Eis o famoso CEO de MEI. Ele não tem mais as seguranças de antigamente, mas tem a (suposta) possibilidade de ascensão pelo seu trabalho desregulado. A positividade está umbilicalmente ligada à promessa de prosperidade.

E como a comunicação política se adapta a essa nova realidade? Ela passa do paradigma da negatividade disciplinar para a positividade do desempenho. As barreiras da política estão, também, difusas. Não se resumem mais ao comício, ao sindicato, ou mesmo ao período eleitoral. Uma comunicação política eficaz hoje não fala para grupos que se entendem como uma massa trabalhadora unificada – que gera valor diante de um ambiente de poder negativo. Uma comunicação assim, consequentemente, será combativa e negativa. E o negativo não gera likes (positividade). A comunicação política realmente eficaz hoje se adequa à economia do desempenho, uma vez que o modelo da comunicação digital segue esta lógica. Entendo que é precisamente aqui que está o entrave na esquerda no Brasil. À ela lhe falta o MOLHO.

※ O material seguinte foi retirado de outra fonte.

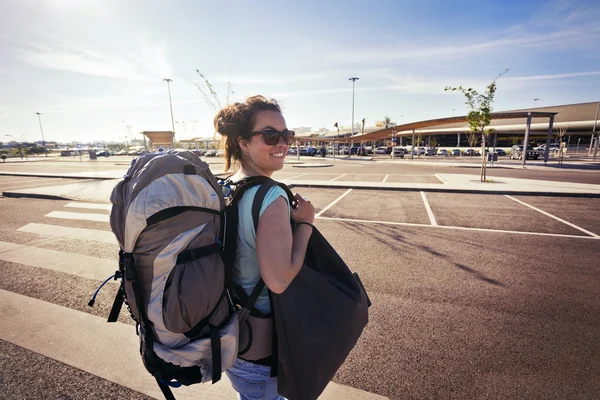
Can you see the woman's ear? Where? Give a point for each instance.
(243, 142)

Os mais jovens, familiarizados com a linguagem do meio digital saberão intuitivamente o que “o molho” significa. Mas, havendo que explicar, explico. “O molho” representa um excedente libidinal (ah, agora eu entendi, Luís!). Representa aquele “algo a mais” metafísico que a magia da propaganda garante ao produto (ou ao candidato). É a “liberdade” da Coca-Cola, é o cheiro de livro novo ou a sensação de tirar um celular recém comprado da embalagem. Na publicidade, é o fetiche da mercadoria, do objeto de desejo, que vai além do valor de uso do produto. Nos relacionamentos, é aquele “algo a mais” sobre a pessoa de quem gostamos e não sabemos explicar direito o motivo. “O molho” é o “significante do desejo em linguagem popular. Gerar desejo (ou “hype”) não é nenhuma novidade na política, mas gerar desejo com base na segmentação digital do público sim. Isto só se tornou realidade em 2016, com Trump, e em 2018, com Bolsonaro. E novamente em 2024, com Pablo Marçal (e depois com Trump de novo). Mas o que sustenta o engajamento deste público segmentado? O que é que “fisga” o público direcionado à mensagem do candidato (produto)? Eros. Ou libido. Ou positividade (aqui são a mesma coisa). Quem entendeu isso foi Steve Bannon.

Trump e Big Tech

Por que que Trump e sua equipe podem dizer os maiores absurdos enquanto Kamala Harris aponta absurdos reais ditos por ele e, mesmo assim, ter sucesso eleitoral? Porque Trump representa permissividade, positividade; representa uma ativação e legitimação de identidades até então constrangidas pelo discurso progressista (que alguns chamam de “agenda woke”).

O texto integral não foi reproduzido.